En algunas comunidades se optó por excluir de pago y uso a los vecinos opositores
06 feb 2011 . Actualizado a las 06:00 h.La instalación de ascensores en edificios de la ciudad no es una tarea fácil y está hipotecando el tiempo de numerosos vecinos dispuestos a luchar por disponer de un servicio considerado indispensable al llegar a una determinada edad. Ángeles Fandiño, del grupo de viviendas Casas de Ramírez, resumía en una frase lo que está ocurriendo con cientos de mayores en Santiago. «Están prisioneros en sus casas, no pueden salir a la calle. Es como si estuvieran enterrados», se lamenta. Un lamento que ha terminado en resignación para otros vecinos de la ciudad, donde la instalación del ascensor pasa por alcanzar un acuerdo «imposible».

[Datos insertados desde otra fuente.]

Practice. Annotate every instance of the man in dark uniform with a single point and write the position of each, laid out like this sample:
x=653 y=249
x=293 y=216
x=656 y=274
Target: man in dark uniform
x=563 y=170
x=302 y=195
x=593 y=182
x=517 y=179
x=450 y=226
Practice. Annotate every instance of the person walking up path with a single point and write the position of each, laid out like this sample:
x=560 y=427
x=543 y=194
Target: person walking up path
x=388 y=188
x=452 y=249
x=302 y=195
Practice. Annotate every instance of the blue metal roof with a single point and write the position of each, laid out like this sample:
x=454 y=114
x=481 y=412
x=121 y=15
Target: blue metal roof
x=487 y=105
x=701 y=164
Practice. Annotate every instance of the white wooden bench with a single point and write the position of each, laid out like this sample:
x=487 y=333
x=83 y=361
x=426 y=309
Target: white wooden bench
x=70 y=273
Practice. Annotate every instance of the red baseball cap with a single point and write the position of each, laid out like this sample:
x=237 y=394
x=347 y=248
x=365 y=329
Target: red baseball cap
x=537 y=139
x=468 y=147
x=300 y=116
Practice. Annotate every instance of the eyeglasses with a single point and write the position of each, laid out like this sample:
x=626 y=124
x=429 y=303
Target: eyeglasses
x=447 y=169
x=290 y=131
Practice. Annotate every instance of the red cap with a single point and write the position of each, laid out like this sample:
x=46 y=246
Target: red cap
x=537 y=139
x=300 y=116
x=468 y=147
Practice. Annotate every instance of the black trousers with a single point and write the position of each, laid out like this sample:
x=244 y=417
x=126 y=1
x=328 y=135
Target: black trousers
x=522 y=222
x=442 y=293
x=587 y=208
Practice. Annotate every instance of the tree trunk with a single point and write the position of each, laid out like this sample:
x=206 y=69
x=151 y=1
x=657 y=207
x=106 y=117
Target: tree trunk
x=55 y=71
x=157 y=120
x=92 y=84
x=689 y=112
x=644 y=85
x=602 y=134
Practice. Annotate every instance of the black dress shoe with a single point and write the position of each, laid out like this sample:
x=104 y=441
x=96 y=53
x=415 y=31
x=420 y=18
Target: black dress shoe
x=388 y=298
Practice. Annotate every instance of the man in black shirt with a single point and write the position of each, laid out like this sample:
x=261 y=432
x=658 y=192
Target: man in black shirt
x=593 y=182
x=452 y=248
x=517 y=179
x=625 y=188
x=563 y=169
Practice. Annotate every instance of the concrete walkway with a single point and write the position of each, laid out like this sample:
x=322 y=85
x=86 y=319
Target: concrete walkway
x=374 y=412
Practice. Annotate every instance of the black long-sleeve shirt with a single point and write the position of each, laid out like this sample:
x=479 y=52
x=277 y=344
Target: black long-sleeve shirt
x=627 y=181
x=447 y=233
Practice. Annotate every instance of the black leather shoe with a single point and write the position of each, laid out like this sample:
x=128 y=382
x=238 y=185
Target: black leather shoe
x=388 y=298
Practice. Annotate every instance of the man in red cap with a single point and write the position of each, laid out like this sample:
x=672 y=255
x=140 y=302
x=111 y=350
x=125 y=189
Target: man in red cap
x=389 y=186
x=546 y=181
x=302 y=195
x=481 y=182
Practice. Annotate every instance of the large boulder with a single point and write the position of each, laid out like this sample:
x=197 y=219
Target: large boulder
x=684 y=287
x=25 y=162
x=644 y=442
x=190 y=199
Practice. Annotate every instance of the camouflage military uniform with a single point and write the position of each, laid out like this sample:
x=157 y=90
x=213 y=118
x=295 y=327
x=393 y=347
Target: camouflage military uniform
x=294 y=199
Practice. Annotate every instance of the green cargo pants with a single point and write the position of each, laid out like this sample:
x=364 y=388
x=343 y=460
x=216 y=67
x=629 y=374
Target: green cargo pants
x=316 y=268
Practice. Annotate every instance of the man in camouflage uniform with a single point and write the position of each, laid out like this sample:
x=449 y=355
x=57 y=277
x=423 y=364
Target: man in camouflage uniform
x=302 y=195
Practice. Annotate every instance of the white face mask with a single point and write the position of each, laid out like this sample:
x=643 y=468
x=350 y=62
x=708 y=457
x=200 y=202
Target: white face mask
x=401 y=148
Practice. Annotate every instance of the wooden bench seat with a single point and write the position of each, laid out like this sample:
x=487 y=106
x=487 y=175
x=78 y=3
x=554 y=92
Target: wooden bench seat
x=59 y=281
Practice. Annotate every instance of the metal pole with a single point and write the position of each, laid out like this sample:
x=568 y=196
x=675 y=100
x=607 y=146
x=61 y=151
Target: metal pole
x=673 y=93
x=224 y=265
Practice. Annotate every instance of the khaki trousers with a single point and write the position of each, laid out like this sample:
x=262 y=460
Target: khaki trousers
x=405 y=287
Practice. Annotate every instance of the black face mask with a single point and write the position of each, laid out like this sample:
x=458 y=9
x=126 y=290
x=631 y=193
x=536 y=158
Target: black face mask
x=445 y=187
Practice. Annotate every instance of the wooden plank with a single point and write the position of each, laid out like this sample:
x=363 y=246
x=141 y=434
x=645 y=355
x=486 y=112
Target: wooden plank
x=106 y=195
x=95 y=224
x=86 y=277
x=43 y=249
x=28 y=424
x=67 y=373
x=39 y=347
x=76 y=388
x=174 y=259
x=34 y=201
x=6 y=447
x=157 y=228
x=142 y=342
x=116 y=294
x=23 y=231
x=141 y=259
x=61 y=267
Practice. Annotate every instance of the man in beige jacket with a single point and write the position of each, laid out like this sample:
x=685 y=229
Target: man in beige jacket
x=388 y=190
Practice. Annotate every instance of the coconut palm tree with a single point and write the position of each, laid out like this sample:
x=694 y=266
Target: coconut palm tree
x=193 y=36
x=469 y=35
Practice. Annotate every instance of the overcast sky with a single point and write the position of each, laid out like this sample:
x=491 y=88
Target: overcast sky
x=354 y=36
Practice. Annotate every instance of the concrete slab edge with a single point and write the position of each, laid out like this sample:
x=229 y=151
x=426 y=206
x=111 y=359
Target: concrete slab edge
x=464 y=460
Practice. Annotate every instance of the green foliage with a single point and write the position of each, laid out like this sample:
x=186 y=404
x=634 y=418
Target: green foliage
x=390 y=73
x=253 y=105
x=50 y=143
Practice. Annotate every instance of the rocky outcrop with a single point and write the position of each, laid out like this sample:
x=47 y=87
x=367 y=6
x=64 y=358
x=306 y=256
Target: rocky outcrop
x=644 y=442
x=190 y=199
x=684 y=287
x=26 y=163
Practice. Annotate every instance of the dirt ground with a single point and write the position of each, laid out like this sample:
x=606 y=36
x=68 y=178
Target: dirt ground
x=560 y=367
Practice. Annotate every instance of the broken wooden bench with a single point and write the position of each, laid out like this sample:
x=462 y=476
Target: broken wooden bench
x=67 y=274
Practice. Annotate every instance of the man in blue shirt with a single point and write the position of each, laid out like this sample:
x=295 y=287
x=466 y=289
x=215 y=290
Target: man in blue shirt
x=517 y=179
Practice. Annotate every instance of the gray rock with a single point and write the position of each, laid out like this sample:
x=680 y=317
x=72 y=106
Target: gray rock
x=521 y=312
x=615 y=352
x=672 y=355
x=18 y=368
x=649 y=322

En Casas de Ramírez hace tres años que se iniciaron los trámites administrativos y acaban de conseguir el beneplácito de Patrimonio, que es indispensable al tratarse de un grupo catalogado como viviendas singulares de los años 60. El proyecto aceptado es de Óscar Andrés Quintela e introduce el ascensor por el centro de las escaleras, lo que obligará a remodelar los peldaños. De los 17 bloques del grupo, solo seis asumieron el pago del proyecto. La instalación de cada ascensor supondrá una inversión de entre 120.000 y 140.000 euros. Durante las obras, los vecinos tendrán que optar entre emplear unas escaleras provisionales por los andamios (idénticas a las colocadas en Vista Alegre) o trasladarse fuera del edificio durante las dos semanas que durará la retirada de las escaleras y la instalación de nuevos peldaños.
Aunque en este caso se superarían así los problemas estructurales del edificio, los económicos tendrán que pasar por la petición de subvenciones dentro del plan Renove o negociar créditos blandos con entidades bancarias.
El caso de A Estila
Precisamente, los problemas estructurales fueron los que impidieron la instalación de ascensores en varios bloques de la Estila. Allí, de los siete edificios del grupo, en dos de ellos no se podrán colocar al ser imprescindible la ocupación de vía pública, ya que la otra opción sería que la puerta del ascensor abra en la cocina o en el dormitorio principal. En otros dos edificios, las trabas económicas impedirán dotarlos de ascensor. En uno de ellos, un residente del cuarto piso calculaba que tendría que desembolsar 45.000 euros y pagar 200 euros mensuales al ser solo dos los vecinos interesados en el elevador.
En los edificios que instalaron el ascensor se llegó a un acuerdo con los opositores, que quedaron excluidos de todos los gastos a cambio del voto favorable. Los que pagaron tienen una llave para utilizar el ascensor y, si en el futuro alguno más se suma solo tendrán que pagar la inversión inicial y a cambio recibirá la llave.